En 1943, los primeros grupos de hombres emprendieron su camino hacia los Estados Unidos para trabajar compaňías de ferrocarriles como Southern Pacific, Burlingon and many others. Se podían encontrar trabajadores mexicanos de ferrocarriles entre New York y Maryland. Tambien entre St. Louis y Chicago y de San Diego a San Francisco y alrededores.
A lo largo del programa, los braceros trabajaron en las vías ferreas de más de 30 Estados con contratos que variaban desde unas pocas semanas hasta dieciocho meses.
EL CAMINO A LOS FERROCARRILES
El proceso de selección para obtener un contrato de trabajo implicaba para los aspirantes a braceros una carga física, emocional y financiera. El gobierno mexicano reclutaba hombres de las zonas rurales de México y negociaba las condiciones de los contratos con el fin de proteger a los trabajadores y regular el proceso de contratación. Los candidatos a menudo tenían que viajar grandes distancias desde sus pueblos hasta los centros de recepción para realizar los trámites.
Los ferrocarriles tienen una importancia histórica y social en las vidas de mexicanos y estadounidenses.
A principios del siglo 20 el reclutamiento de trabajadores mexicanos generó migración hacia el norte.
Los hombres emprendieron su camino al norte por muchas razones – la mayoria por la necesidad de proveer para sus familias, otros en busca de una aventura y otros para iniciar una nueva vida.
LA VIDA EN LOS ESTADOS UNIDOS
El programa bracero afectó a las comunidades en los Estados Unidos. Algunos pueblos organizaban bailes, misas en español y otros, eventos sociales y comerciales para los braceros. Muchos braceros nunca regresaron a México. Algunos de ellos entablaron relaciones personales, se casaron con mujeres del lugar e iniciaron una nueva familia en los Estados Unidos.
Para mejorar las condiciones de vida y ayudar a los trabajadores a ajustarse a su nueva vida en los Estados Unidos, los funcionarios administrativos promovían programas sociales para los braceros tales como celebraciones del día de la independencia, bailes y la producción de boletines informativos.
EL LEGADO
Así como la cultura popular, el comercio y el trabajo llevaron la influencia de los Estados Unidos a cada rincón de México, del mismo modo la mano de obra Mexicana, su cultura y sus prácticas religiosas tuvieron un impacto en los Estados Unidos. Hoy en día, numerosas familias y comunidades pueden rastrear sus historias en el programa bracero.

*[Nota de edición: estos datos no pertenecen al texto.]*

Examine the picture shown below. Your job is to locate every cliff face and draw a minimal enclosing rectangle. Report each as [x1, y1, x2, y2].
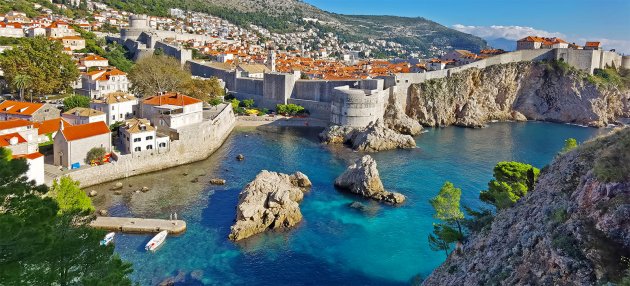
[424, 128, 630, 285]
[406, 62, 630, 127]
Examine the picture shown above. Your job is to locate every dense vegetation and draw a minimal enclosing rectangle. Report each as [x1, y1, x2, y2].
[129, 55, 224, 102]
[63, 95, 90, 111]
[74, 26, 133, 72]
[428, 162, 540, 255]
[0, 148, 132, 285]
[0, 37, 79, 95]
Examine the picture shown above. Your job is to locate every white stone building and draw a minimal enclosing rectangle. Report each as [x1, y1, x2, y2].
[0, 22, 24, 38]
[120, 118, 170, 154]
[90, 92, 138, 125]
[140, 92, 203, 129]
[53, 121, 112, 169]
[76, 68, 129, 98]
[61, 107, 107, 125]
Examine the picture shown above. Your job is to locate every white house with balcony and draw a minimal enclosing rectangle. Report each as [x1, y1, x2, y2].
[75, 68, 129, 98]
[90, 92, 138, 125]
[119, 118, 170, 154]
[61, 107, 107, 125]
[140, 92, 203, 129]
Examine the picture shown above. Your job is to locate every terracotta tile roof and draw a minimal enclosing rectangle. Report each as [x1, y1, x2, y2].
[0, 132, 26, 147]
[0, 100, 44, 115]
[94, 92, 136, 104]
[35, 118, 72, 135]
[123, 118, 156, 133]
[142, 92, 202, 106]
[81, 55, 107, 61]
[61, 121, 110, 141]
[584, 42, 601, 48]
[13, 152, 44, 160]
[63, 107, 105, 117]
[0, 119, 34, 130]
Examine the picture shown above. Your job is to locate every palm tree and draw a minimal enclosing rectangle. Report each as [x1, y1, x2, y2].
[13, 74, 31, 101]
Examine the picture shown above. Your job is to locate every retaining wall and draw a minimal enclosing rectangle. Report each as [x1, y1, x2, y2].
[67, 104, 236, 187]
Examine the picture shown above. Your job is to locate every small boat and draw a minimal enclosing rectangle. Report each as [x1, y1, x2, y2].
[101, 232, 116, 246]
[144, 230, 168, 251]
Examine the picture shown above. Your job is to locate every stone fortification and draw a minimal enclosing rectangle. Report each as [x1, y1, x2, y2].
[61, 104, 236, 187]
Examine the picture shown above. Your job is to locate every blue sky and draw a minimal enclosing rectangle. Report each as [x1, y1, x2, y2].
[304, 0, 630, 54]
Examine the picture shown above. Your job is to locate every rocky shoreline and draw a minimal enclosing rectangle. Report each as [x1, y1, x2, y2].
[228, 170, 312, 241]
[406, 62, 630, 127]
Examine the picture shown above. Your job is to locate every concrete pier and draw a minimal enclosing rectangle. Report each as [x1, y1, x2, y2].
[90, 217, 186, 234]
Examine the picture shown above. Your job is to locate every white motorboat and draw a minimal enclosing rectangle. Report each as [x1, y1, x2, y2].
[101, 232, 116, 246]
[144, 230, 168, 251]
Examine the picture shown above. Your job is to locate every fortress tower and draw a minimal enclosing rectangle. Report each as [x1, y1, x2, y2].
[120, 15, 150, 42]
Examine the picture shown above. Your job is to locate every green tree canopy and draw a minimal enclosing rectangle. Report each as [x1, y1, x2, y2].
[177, 77, 224, 102]
[0, 148, 132, 285]
[479, 162, 540, 210]
[429, 182, 464, 221]
[562, 138, 578, 153]
[63, 95, 90, 111]
[0, 37, 79, 95]
[50, 176, 94, 213]
[129, 55, 191, 96]
[85, 147, 107, 164]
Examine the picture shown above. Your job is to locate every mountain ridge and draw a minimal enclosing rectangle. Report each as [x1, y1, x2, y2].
[103, 0, 487, 57]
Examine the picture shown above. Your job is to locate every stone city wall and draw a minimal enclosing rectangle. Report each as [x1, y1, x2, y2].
[68, 104, 236, 187]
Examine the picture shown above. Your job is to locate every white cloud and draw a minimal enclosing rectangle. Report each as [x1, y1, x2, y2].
[453, 24, 565, 40]
[453, 24, 630, 54]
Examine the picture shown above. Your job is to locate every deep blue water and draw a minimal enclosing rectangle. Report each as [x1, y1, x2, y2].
[97, 123, 607, 285]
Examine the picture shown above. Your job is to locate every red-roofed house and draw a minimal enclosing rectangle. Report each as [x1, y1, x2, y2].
[0, 119, 39, 155]
[53, 121, 112, 169]
[584, 42, 602, 50]
[13, 152, 44, 185]
[46, 21, 79, 38]
[0, 100, 60, 122]
[0, 22, 25, 38]
[140, 92, 203, 129]
[79, 55, 109, 68]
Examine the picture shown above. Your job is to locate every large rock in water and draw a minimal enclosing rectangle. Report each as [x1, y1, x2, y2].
[335, 155, 405, 205]
[319, 119, 416, 152]
[228, 170, 311, 241]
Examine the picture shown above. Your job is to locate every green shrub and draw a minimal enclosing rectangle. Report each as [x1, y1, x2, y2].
[208, 97, 223, 106]
[240, 98, 254, 108]
[276, 103, 308, 115]
[479, 162, 540, 210]
[85, 147, 107, 164]
[593, 131, 630, 182]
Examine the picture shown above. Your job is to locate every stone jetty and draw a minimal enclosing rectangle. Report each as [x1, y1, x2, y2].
[90, 216, 186, 234]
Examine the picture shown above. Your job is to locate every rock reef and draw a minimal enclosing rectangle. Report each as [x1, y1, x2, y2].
[319, 119, 416, 152]
[424, 128, 630, 285]
[406, 62, 630, 127]
[335, 155, 405, 205]
[228, 170, 311, 241]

El programa bracero representó para las familias mexicanas tanto oportunidades económicas como dificultades inesperadas. El gobierno de México esperaba que los trabajadores invirtieran en su economía el dinero que tanto necesitaban. Algunos braceros trabajaron temporalmente en los Estados Unidos y regresaron a México posteriormente con suficiente dinero como para construir viviendas, comprar tierra o abrir negocios. Otros se asentaron en los Estados Unidos cerca de sus lugares de trabajo. Estos asentamientos de inmigrantes mexicanos formaron con el tiempo prósperas comunidades en los Estados Unidos.
Mientras tanto, las familias que quedaban atrás cuando los hombres partían, debían hallar la manera de subsistir sin padres, hermanos ni maridos.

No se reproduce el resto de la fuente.